少し縛られたりはしていたけれど特に危害があったわけじゃないし、そもそも優作さんが介入したことによりすでに捕まっている。私は世良さんの手をさらに強く握る。
「でもね、何かされたわけじゃないし、犯人たちももう捕まったって…!」
「そういう問題じゃないだろう…!!」
世良さんに手を引き寄せられて、私は転がったまま世良さんの胸へとダイブ。ぎゅう、と音がしそうな程に強く抱きしめられる。
「せ、世良さん…?」
「………僕、今なら秀兄の気持ちがわかるかも」
「え、赤井さんの?」
「危なっかしいのに行動的で、手にもて余すって」
「……誉められてる気がしない」
世良さんの腕の中で拗ねるようにそっぽを向けば、世良さんは『ごめんごめん』と笑いながら謝る。
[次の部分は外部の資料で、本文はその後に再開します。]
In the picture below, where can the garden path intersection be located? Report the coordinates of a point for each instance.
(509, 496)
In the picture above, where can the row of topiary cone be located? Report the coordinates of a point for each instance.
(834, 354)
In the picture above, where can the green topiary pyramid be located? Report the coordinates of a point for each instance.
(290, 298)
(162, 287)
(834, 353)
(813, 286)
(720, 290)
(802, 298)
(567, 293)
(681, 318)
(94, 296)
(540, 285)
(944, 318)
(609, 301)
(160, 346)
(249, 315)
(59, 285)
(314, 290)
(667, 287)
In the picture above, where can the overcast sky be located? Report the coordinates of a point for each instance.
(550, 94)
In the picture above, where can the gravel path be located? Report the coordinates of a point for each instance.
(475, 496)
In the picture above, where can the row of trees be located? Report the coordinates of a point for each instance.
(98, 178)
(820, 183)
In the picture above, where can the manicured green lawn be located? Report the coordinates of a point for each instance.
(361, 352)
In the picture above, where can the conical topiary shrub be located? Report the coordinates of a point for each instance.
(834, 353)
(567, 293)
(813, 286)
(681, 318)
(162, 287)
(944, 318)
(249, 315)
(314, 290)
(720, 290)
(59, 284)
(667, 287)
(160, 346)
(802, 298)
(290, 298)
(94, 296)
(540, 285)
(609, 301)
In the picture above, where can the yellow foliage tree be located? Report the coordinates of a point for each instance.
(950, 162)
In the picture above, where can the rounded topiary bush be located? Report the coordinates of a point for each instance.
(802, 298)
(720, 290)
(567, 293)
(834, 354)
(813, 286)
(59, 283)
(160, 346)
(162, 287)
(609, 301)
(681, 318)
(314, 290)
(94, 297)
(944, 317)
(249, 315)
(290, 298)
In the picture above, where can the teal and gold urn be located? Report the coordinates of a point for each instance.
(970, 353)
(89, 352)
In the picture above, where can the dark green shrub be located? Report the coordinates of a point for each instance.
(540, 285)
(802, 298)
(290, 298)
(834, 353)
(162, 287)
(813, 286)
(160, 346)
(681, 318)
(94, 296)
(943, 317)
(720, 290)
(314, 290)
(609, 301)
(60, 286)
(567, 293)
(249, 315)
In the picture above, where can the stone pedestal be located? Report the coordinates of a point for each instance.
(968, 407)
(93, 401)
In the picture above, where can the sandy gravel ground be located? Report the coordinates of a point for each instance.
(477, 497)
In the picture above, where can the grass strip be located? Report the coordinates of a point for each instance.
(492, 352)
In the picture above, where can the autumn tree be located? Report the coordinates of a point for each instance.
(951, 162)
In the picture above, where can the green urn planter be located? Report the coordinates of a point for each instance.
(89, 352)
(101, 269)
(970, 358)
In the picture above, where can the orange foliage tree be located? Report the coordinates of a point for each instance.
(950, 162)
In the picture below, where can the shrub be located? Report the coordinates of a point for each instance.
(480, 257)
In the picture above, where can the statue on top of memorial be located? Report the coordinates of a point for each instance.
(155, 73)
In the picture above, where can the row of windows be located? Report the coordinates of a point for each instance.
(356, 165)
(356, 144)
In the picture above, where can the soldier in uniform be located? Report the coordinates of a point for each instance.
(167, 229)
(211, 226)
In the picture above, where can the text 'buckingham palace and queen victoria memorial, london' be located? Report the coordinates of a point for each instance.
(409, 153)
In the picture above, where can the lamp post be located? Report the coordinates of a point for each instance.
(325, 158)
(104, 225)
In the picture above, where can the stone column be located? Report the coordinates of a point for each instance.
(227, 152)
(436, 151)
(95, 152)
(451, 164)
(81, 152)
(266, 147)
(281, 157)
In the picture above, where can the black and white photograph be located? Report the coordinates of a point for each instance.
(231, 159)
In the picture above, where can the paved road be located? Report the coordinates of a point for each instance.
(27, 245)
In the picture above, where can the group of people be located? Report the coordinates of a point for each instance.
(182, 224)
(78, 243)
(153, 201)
そのふとした表情が、とても赤井さんに似ている気がした。
「どうかしたのか?」
「んー…?…何でもない」
「嘘だ、絶対何か隠してる」
「じゃあ、内緒」
『そういうとこ、ずるいなぁ』と、隣で世良さんが呟く。私から離れて転がる世良さんを、私は上半身を起こして見下ろす。
「ねぇ世良さん。私に英語、教えてほしいな」
「英語を?」
「日常の会話と読み書き程度は出来るようになりたいかな…。本当は、日常会話とかじゃなくてちゃんと話せるようになるといいんだけどね」
「……いいよ、ちゃんと喋れるまで教えてあげるよ」
私の真意に気づいたのかそうではないのか、彼女は八重歯を見せるように笑った。